Os padrões de conduta foram definidos pela ONU com base em normas e boas práticas reconhecidas internacionalmente, elaborados após um ano de reuniões consultivas regionais, com representantes de empresas e da sociedade civil na Europa, África, Ásia e Américas. O documento oferece a empresas de todo o mundo – de pequeno, médio e grande porte, nacionais e multinacionais – orientações sobre como respeitar os direitos da população LGBTI dentro e fora do mercado de trabalho.

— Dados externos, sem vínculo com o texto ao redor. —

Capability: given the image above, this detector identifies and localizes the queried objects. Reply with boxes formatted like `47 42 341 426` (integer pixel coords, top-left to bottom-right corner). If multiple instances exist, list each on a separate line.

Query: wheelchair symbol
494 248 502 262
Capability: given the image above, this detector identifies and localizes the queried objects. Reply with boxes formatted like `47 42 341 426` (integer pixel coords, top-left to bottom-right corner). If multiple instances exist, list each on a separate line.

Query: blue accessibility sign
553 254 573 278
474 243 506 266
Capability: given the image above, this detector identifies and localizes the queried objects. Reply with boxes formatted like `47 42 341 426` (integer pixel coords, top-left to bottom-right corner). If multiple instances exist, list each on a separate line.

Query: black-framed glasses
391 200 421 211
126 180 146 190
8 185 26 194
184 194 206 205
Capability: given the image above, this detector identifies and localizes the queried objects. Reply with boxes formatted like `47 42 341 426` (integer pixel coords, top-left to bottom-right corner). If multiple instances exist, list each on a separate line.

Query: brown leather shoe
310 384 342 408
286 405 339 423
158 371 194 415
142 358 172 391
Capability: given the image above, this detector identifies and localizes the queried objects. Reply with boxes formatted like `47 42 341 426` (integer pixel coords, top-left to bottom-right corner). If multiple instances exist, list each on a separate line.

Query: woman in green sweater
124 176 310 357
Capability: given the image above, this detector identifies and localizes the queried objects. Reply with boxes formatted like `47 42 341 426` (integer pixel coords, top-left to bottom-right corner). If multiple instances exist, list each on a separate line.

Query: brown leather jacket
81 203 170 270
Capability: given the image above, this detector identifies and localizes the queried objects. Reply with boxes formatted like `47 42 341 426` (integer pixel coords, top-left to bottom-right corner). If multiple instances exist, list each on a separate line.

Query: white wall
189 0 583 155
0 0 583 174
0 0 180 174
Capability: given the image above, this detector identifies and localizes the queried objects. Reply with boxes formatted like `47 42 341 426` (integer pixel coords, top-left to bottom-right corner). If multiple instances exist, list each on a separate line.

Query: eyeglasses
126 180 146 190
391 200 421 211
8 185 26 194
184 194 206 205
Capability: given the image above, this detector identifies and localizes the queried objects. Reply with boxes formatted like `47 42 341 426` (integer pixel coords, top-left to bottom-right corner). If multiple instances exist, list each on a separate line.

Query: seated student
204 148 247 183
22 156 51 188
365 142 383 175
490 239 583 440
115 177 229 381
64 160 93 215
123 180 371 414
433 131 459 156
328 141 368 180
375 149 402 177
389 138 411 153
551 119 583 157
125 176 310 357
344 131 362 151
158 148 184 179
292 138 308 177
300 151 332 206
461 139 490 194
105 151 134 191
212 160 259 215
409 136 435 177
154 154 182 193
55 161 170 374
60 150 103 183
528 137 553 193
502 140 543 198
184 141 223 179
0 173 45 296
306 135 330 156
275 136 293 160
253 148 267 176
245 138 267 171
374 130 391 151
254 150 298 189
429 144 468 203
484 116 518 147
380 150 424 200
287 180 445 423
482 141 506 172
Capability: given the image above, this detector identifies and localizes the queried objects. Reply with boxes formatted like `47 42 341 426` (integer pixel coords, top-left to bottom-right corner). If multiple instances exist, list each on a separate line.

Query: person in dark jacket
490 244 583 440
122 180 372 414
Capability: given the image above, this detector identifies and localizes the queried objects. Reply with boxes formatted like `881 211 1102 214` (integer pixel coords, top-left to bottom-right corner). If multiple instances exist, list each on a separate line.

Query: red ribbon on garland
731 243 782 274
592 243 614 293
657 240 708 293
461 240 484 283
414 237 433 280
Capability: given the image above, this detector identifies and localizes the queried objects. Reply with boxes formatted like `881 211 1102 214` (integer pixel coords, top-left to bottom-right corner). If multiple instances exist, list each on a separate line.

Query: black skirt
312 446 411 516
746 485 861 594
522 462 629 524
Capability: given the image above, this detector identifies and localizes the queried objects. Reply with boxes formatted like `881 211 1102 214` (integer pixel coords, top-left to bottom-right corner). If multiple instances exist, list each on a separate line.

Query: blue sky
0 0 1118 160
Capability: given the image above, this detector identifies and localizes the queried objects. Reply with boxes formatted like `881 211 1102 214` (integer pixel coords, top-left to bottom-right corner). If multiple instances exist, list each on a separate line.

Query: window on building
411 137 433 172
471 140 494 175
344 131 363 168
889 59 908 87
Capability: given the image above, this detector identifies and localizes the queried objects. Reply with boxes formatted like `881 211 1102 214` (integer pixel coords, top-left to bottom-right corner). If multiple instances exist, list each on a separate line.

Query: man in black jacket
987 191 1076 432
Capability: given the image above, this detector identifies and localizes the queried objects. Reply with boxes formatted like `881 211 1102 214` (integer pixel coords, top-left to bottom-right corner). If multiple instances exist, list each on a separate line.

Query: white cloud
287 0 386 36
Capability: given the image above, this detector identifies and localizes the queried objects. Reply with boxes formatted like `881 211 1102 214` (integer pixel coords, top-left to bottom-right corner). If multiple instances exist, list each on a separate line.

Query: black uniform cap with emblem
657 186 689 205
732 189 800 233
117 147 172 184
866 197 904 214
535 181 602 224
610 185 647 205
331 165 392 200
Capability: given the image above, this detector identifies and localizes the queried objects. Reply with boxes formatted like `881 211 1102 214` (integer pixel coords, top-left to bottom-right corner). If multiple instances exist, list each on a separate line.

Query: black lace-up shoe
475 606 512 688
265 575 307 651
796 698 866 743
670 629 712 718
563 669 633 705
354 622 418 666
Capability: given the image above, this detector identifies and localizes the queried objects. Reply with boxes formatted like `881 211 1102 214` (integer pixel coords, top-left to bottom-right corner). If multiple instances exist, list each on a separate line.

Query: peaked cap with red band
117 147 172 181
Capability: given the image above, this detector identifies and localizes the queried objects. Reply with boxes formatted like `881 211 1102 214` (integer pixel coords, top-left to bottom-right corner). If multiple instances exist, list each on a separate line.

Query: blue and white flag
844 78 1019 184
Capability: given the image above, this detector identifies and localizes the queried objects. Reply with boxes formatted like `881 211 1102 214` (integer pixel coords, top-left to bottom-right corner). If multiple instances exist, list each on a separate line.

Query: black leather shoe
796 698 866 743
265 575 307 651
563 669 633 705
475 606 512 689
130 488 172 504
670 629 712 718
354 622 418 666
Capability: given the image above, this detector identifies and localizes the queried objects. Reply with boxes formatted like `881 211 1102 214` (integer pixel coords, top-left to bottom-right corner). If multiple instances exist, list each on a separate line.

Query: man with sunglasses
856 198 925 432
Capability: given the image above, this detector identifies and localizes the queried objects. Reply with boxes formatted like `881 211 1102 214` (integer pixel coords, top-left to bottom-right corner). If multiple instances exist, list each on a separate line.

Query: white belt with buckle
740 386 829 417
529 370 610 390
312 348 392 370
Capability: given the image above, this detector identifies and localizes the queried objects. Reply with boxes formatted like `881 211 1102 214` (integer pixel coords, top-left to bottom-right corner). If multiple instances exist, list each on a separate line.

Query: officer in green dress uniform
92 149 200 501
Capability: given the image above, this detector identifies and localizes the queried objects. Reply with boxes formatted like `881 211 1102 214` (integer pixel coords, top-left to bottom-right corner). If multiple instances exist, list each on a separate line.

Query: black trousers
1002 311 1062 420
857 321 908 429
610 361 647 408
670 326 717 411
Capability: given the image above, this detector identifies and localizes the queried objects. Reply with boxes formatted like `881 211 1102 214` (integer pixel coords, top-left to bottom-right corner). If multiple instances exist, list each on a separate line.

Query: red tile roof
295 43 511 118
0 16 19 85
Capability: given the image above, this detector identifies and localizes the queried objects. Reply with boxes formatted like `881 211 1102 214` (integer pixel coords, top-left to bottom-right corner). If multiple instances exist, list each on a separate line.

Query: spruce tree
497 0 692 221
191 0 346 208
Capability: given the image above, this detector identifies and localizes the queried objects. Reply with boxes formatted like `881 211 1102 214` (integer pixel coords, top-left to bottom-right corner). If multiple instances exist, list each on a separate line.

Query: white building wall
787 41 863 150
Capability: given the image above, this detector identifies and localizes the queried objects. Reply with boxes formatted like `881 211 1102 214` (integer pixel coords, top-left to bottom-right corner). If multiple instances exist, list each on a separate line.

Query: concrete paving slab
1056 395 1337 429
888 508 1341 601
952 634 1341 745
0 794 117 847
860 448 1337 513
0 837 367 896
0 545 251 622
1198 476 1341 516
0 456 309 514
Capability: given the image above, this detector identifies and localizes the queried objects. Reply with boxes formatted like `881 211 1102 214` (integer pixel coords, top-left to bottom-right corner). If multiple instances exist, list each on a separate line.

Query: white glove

Para chamar o setor empresarial brasileiro a assumir essa responsabilidade, a campanha Livres & Iguais da ONU lançou o documento em evento em São Paulo no mês passado, como parte das comemorações do Mês Internacional do Orgulho LGBT. “É particularmente importante realizar o lançamento latino-americano dos Padrões de Conduta em São Paulo, já que o setor privado brasileiro aderiu de modo extraordinário a eles desde o início, com mais de 17 empresas na lista de primeiros apoiadores”, ressaltou Fabrice Houdart, Oficial de Direitos Humanos das Nações Unidas e co-autor do relatório. Entre as signatárias estão Braskem, Gol, Natura, Jogê, entre outras (veja a lista completa abaixo). Globalmente, mais de 140 empresas já manifestaram apoio a iniciativa.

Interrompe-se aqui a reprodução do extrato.